At Santa Clara, he met and married Nancy Edwards, who had been divorced, as had he. “That got him fired by the president of Santa Clara,” said Edwards. But that same week, in April 1953, he was hired at Stanford.
He was promoted to full professor in 1960, and named the Nelson Bowman Sweitzer & Marie B. Sweitzer Professor of Law in 1971. Asked to study the civil law system of Italy, he spent two years there and wrote “The Italian Legal System,” a classic text about civil law, and “The Civil Law Tradition,” which has been translated into languages around the world. He later spent a year in Germany, and time in Greece and South America, studying and comparing legal systems. He also recruited foreign law professors to teach comparative law at Stanford.
Getting into art
During his travels, he and his wife began collecting modern art, which led him to create the class “art and the law,” at Stanford Law School, in the 1980s. The course was unique in that Professor Merryman limited enrollment to one-third law students, one-third graduate students in art history and one-third students in the graduate school of business.
The purpose was “to teach future lawyers about all of the legal issues surrounding the purpose and exchange of art, to teach art historians about the legal framework in which they operate, and to teach business students the legal issues relating to buying and selling art,” Edwards says.

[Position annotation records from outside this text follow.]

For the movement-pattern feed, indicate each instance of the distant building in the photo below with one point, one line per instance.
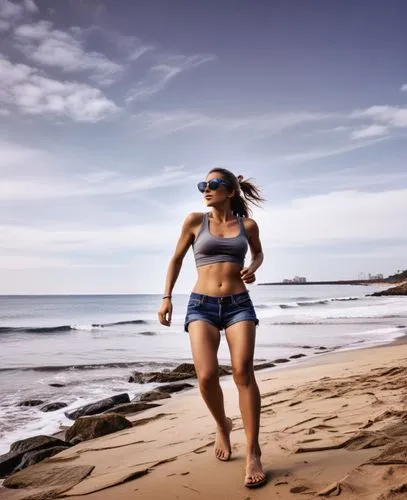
(378, 276)
(296, 279)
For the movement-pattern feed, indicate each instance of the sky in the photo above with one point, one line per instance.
(112, 111)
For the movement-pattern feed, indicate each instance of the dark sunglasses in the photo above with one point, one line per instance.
(213, 184)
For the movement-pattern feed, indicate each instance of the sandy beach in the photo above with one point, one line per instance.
(331, 426)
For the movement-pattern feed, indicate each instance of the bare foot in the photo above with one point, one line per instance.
(254, 471)
(222, 443)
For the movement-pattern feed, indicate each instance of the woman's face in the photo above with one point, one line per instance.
(219, 196)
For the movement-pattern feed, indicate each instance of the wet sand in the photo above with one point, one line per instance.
(331, 426)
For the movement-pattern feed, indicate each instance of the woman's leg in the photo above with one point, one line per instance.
(205, 339)
(241, 339)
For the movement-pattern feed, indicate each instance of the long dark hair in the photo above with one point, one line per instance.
(251, 193)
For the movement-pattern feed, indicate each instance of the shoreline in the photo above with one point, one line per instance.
(316, 425)
(315, 359)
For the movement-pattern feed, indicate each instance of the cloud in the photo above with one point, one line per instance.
(160, 75)
(370, 131)
(47, 46)
(388, 116)
(336, 217)
(333, 218)
(317, 154)
(10, 10)
(158, 123)
(19, 158)
(48, 184)
(34, 94)
(4, 25)
(30, 6)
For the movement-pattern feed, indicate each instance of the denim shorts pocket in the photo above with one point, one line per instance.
(194, 303)
(244, 301)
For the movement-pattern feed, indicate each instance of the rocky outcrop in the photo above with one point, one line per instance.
(31, 402)
(181, 372)
(170, 388)
(153, 395)
(12, 460)
(130, 408)
(98, 407)
(33, 457)
(92, 427)
(53, 406)
(395, 290)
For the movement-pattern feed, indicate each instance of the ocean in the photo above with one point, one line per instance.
(90, 343)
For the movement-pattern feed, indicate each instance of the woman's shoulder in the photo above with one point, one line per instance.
(194, 218)
(249, 223)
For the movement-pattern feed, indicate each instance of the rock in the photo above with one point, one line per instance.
(161, 377)
(181, 372)
(262, 366)
(91, 427)
(395, 290)
(31, 402)
(36, 443)
(129, 408)
(44, 481)
(153, 396)
(53, 406)
(33, 457)
(98, 406)
(169, 388)
(167, 377)
(18, 449)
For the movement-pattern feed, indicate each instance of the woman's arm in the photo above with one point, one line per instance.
(184, 242)
(252, 231)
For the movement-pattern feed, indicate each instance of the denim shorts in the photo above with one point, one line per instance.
(220, 311)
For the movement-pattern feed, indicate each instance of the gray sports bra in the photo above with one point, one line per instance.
(209, 249)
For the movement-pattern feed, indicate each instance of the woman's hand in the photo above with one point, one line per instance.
(165, 312)
(247, 275)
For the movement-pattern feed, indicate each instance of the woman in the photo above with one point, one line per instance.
(220, 300)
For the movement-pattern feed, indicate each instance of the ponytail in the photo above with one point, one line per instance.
(240, 205)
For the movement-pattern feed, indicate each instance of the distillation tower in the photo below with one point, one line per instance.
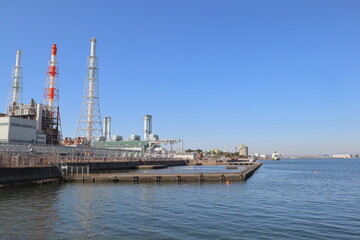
(89, 126)
(16, 91)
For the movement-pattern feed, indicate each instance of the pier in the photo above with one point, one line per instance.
(137, 177)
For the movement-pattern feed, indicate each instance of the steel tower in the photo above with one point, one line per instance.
(51, 113)
(89, 125)
(16, 90)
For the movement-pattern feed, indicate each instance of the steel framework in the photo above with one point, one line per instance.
(89, 125)
(16, 90)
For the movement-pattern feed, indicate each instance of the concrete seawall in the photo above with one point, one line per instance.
(126, 164)
(138, 177)
(10, 176)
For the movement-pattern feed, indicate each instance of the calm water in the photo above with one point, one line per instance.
(288, 199)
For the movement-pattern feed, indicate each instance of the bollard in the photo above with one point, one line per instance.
(157, 179)
(222, 178)
(136, 179)
(201, 178)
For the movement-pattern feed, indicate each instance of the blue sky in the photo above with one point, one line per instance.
(275, 75)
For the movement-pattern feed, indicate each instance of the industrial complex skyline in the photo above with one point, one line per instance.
(215, 74)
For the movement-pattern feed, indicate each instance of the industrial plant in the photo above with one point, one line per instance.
(34, 129)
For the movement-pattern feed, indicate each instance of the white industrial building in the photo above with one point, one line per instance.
(19, 130)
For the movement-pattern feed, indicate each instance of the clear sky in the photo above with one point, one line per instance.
(275, 75)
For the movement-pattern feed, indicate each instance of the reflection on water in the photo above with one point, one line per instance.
(282, 200)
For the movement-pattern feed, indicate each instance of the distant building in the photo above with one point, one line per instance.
(343, 155)
(243, 150)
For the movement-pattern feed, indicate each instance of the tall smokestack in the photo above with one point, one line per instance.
(147, 126)
(15, 94)
(89, 125)
(51, 92)
(51, 113)
(107, 128)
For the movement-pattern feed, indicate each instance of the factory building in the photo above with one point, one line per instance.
(32, 123)
(19, 130)
(243, 150)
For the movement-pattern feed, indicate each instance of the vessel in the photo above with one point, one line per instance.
(276, 155)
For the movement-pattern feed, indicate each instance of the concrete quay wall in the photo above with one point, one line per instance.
(126, 164)
(158, 177)
(10, 176)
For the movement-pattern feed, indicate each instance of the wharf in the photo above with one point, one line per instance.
(158, 177)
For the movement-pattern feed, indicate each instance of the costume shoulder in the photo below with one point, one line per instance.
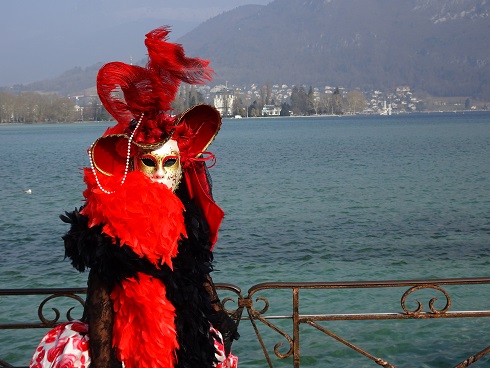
(88, 247)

In the 1980s, Professor Merryman was appointed by Stanford’s president to a two-person committee to find sculptures to purchase for the campus. His crowning achievement was the acquisition of a 12,000-pound Mark di Suvero sculpture that stands 30 feet tall. Called “The Sieve of Eratosthenes,” it was dedicated to Professor Merryman on his 80th birthday. “Here’s a great work of art by a great artist, and it has my name on it,” he told Stanford Lawyer magazine. “Is there a greater honor?”
Prestigious awards
One that came close was the Lifetime Achievement Award by the American Society of Comparative Law, in 2004, when he still had 11 years to go. He also received a Guggenheim, a Fulbright, and the Order of Merit of the Italian Republic for his scholarly work in their legal system.
When he wasn’t overseas, Professor Merryman and his wife and her three sons from her first marriage lived on or near the Stanford campus. He rode his bike to work into his 80s and never wanted to retire.
Professor Merryman was predeceased by his wife, who died at 97 in 2012. Survivors include stepsons Leonard Edwards of Los Altos Hills, Sam Edwards of Redwood City and Bruce Edwards of Gainesville, Fla.
A memorial will be held at 3 p.m. Sept. 21 at Cantor Arts Center. Consistent with Professor Merryman’s dedication to art, donations may be made to the Cantor Arts Center, 328 Lomita Drive, Stanford, CA 94305.